I’ve tried to combat this with the magic of technology. You see, I do some of my best writing while driving, which is a real shame because driving is the absolute last place where multi-tasking is advisable. So I’ve taken to Google voice-ing every now and again. It just doesn’t work seamlessly. I can’t figure out how to input punctuation or quotation marks or even line breaks. Half the time it doesn’t understand the word I’ve said so when I finally look at it, it appears as though I’ve written in some code that needs to be translated. But the worst of it is that Google voice doesn’t just stay on until I shut it off. I could be talking and really into a scene but for the last minute, it didn’t record. And of course I don’t know that until I’m safely at a stop light. It’s less magic and more a compromise running on 50%.

Writing for me isn’t always a laborious process though finding the time to write is. Here’s another piece of magic I could use: a time turner to be in two places as once. I get my best writing done between about 9am and noon. Five days out of the week I’m at work, so you can guess what I’m not doing. If I could double up that time, take the first shift for writing and the second for my job, things could get done a lot faster.

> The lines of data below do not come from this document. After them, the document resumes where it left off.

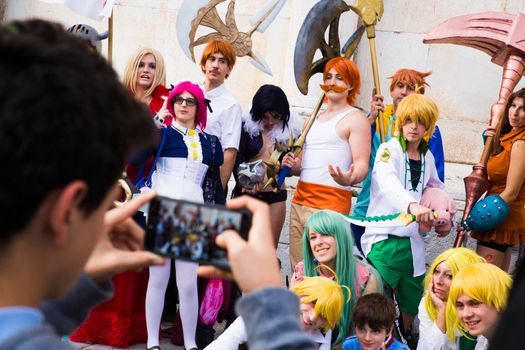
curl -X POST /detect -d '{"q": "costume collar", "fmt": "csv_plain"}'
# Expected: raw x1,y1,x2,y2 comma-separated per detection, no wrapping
397,135,429,155
499,126,525,142
171,120,204,135
151,84,170,98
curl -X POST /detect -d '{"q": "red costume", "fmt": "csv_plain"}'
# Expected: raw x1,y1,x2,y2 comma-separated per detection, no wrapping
70,85,168,348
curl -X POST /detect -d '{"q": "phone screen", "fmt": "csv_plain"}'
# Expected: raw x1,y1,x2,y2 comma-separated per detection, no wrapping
145,196,251,269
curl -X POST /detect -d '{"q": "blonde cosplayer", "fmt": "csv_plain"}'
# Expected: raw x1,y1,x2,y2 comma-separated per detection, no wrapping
423,247,486,321
291,265,351,331
395,93,439,145
123,48,166,96
446,263,512,342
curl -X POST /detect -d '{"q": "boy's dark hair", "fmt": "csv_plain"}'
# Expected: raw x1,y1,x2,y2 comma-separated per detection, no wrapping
352,293,396,331
0,20,155,246
250,84,290,131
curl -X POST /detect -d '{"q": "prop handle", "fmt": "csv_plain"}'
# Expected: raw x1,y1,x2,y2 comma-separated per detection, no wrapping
366,33,386,143
277,166,292,188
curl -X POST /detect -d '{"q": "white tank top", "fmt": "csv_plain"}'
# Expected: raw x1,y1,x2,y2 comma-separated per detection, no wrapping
301,108,357,190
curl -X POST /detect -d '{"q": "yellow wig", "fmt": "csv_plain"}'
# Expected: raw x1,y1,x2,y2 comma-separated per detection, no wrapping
423,248,486,321
122,48,166,96
291,276,350,330
445,263,512,342
395,94,439,140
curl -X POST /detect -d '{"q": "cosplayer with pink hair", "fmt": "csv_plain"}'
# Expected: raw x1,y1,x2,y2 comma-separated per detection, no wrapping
146,81,223,349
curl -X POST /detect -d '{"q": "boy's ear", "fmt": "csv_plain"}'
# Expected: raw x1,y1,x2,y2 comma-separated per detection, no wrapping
48,180,88,246
386,325,394,338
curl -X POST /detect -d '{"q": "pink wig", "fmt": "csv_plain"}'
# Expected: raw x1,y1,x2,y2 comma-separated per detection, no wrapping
167,81,207,130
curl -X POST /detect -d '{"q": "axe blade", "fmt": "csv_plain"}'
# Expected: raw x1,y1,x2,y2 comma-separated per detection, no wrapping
423,12,525,66
249,0,286,33
294,0,350,95
175,0,215,62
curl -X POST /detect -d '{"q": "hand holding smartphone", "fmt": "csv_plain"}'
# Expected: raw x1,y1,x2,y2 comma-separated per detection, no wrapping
145,196,252,270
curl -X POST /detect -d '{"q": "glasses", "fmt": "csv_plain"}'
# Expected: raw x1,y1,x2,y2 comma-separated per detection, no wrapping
173,96,198,107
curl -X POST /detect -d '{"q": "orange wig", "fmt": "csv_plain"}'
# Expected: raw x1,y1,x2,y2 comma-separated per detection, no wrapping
201,39,237,73
323,57,361,106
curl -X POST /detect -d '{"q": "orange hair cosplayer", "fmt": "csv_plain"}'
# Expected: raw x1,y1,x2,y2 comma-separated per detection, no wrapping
323,57,361,106
388,68,432,94
200,39,237,72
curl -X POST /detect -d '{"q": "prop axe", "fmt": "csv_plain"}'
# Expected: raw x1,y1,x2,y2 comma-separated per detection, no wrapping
423,12,525,247
269,0,384,189
176,0,286,75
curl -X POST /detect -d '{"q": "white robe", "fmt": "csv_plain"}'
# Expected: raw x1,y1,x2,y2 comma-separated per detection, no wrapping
361,138,444,277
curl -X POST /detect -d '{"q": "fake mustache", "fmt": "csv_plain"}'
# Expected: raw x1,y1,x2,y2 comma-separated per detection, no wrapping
319,84,348,93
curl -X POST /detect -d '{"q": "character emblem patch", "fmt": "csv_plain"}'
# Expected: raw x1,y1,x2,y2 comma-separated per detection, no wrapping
379,148,391,163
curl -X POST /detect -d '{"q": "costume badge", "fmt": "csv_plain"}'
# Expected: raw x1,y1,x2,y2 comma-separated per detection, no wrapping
379,148,391,163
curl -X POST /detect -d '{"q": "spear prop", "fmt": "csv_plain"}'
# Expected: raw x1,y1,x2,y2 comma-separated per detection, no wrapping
265,0,372,191
350,0,386,143
423,12,525,247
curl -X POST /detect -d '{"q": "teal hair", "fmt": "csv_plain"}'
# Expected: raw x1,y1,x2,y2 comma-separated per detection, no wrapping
303,210,383,344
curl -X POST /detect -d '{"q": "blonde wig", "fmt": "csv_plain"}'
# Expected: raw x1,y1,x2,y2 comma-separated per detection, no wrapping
291,276,350,331
423,247,486,321
396,94,439,140
123,48,166,96
445,263,512,342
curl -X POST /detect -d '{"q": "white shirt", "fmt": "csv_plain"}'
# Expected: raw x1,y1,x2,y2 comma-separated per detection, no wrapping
301,107,357,191
361,138,445,276
200,83,242,150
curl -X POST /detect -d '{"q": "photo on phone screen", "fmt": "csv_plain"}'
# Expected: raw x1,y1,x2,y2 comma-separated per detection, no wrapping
145,196,251,268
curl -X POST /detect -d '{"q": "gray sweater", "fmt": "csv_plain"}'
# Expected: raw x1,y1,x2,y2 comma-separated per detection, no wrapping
0,275,113,350
237,288,317,350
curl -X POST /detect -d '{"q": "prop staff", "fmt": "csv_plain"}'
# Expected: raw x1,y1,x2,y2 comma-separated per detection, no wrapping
267,0,384,189
423,12,525,247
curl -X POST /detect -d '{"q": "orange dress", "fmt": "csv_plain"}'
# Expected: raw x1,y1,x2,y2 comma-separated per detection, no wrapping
472,127,525,245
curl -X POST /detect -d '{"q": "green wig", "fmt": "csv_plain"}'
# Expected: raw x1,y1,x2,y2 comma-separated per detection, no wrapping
303,210,383,344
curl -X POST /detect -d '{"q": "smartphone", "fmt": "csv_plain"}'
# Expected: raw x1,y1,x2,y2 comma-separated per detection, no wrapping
145,196,252,270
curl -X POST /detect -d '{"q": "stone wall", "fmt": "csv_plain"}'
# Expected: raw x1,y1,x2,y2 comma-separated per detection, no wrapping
6,0,525,163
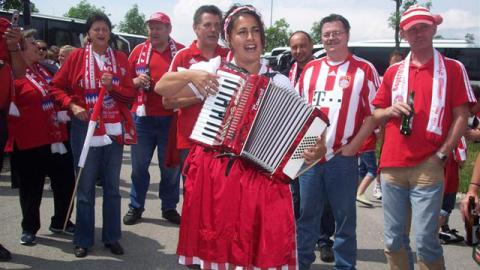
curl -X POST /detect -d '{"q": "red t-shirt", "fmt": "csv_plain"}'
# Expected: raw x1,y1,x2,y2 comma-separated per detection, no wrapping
296,55,380,161
170,41,228,149
373,57,475,168
50,48,137,112
0,63,12,111
444,154,460,193
7,78,68,151
128,42,185,116
358,132,377,153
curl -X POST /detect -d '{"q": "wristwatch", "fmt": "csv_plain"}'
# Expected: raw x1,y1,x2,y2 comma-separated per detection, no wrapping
435,151,447,162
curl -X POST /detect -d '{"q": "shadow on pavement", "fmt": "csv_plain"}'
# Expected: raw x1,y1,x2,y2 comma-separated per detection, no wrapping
0,228,180,270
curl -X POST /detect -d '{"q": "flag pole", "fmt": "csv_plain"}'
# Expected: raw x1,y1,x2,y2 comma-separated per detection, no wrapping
63,86,106,231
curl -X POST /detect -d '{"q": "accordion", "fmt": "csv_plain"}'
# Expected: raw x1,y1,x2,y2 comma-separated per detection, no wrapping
190,65,328,179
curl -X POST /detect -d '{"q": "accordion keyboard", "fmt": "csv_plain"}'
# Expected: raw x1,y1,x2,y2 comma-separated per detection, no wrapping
190,70,245,145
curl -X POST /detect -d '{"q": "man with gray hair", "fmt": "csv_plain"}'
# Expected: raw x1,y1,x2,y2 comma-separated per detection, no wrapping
296,14,380,270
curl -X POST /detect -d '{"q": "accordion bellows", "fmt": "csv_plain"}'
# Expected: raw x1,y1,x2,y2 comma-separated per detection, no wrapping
190,65,328,180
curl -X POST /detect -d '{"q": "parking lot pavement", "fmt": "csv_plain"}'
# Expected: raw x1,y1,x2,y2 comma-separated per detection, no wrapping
0,148,480,270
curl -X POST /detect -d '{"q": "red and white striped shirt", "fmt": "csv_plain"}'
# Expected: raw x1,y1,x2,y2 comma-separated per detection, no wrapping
296,54,380,161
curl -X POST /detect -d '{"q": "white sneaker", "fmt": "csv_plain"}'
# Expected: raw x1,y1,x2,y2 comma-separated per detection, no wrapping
357,194,373,207
373,182,382,200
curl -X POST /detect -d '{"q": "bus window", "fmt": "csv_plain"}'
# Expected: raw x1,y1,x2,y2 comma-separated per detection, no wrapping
350,47,393,76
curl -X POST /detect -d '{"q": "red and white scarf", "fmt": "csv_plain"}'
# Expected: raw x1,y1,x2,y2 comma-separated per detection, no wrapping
35,63,71,123
135,38,178,116
83,43,122,146
392,49,447,144
453,136,467,162
288,62,298,86
8,65,20,117
25,67,67,154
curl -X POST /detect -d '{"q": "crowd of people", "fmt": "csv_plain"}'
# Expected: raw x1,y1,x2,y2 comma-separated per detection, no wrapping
0,4,480,270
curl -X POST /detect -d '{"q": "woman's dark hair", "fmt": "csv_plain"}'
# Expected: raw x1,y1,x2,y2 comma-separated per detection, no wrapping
222,4,265,48
85,12,112,33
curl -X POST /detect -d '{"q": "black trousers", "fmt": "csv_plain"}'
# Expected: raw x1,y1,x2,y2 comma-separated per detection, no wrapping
12,145,75,234
0,110,8,172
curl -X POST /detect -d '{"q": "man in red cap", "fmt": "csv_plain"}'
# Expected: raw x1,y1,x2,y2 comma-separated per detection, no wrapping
155,5,228,175
123,12,185,225
373,5,475,269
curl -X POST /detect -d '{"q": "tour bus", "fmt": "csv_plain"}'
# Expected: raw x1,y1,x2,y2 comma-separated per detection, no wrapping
0,10,147,55
273,39,480,85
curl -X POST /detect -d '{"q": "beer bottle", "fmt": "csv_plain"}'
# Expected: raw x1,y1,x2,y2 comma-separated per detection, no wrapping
400,90,415,136
143,66,151,92
465,196,479,246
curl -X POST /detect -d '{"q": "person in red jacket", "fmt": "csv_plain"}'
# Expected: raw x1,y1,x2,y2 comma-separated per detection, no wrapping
6,30,75,245
123,12,185,225
155,5,228,169
52,13,136,257
0,15,15,262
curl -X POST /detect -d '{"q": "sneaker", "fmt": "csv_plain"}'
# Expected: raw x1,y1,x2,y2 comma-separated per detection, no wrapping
20,231,37,246
373,182,382,200
123,207,142,225
357,194,373,207
320,246,335,262
162,209,180,225
438,227,464,245
0,245,12,262
48,221,76,235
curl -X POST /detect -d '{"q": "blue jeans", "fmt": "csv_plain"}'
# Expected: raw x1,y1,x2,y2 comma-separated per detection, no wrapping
358,151,378,179
381,158,443,269
290,179,335,247
129,116,180,211
70,118,123,248
297,155,358,270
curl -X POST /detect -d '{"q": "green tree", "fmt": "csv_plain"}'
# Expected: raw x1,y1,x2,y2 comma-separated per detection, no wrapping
265,18,292,52
63,0,110,20
465,33,475,43
0,0,38,13
388,0,432,49
118,4,147,35
310,21,322,44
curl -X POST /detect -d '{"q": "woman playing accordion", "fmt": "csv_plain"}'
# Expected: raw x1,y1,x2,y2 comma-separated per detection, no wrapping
156,6,325,269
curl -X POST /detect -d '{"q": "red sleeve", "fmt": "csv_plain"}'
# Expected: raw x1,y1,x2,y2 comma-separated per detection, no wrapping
110,51,137,104
0,65,12,110
447,60,476,108
363,63,380,116
168,51,186,72
50,49,83,108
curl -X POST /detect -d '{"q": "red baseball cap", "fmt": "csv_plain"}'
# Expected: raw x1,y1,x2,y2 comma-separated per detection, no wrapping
145,12,171,24
400,5,442,30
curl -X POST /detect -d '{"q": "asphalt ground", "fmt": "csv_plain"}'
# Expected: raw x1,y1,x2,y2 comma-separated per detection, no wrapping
0,148,480,270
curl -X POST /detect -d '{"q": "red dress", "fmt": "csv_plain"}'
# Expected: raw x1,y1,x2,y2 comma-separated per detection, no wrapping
177,146,296,269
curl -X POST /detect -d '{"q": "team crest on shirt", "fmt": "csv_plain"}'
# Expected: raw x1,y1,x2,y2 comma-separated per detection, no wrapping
103,94,115,109
338,76,352,89
393,95,403,103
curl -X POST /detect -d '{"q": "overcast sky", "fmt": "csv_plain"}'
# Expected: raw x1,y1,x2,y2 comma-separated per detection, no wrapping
31,0,480,44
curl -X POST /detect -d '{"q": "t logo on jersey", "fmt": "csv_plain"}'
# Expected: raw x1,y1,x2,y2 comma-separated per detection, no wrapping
312,89,343,109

But where I really want magic to come in is with the whole publishing thing. Wave a wand, say the charm, and poof! published author. None of this self esteem ruining querying. None of this thinking that even though I’ve tried a handful of times it’s just never going to happen because I’m not good enough. And the worst is that querying is just step one. Then an editor has to like it. Then a publishing team. Then the sales team. Then a bookseller buyer. Then the general public! And I simply can’t Imperio them all and make them like my book!

The real magic of writing is in patience and time and putting pen to paper (or fingertips to keyboards). I’m not at 100% with that magic. I’m probably not even at 50%. But that doesn’t mean I’m not going to stretch out and take every morsel of magic that shimmers my way. Maybe it’ll help me out in the end.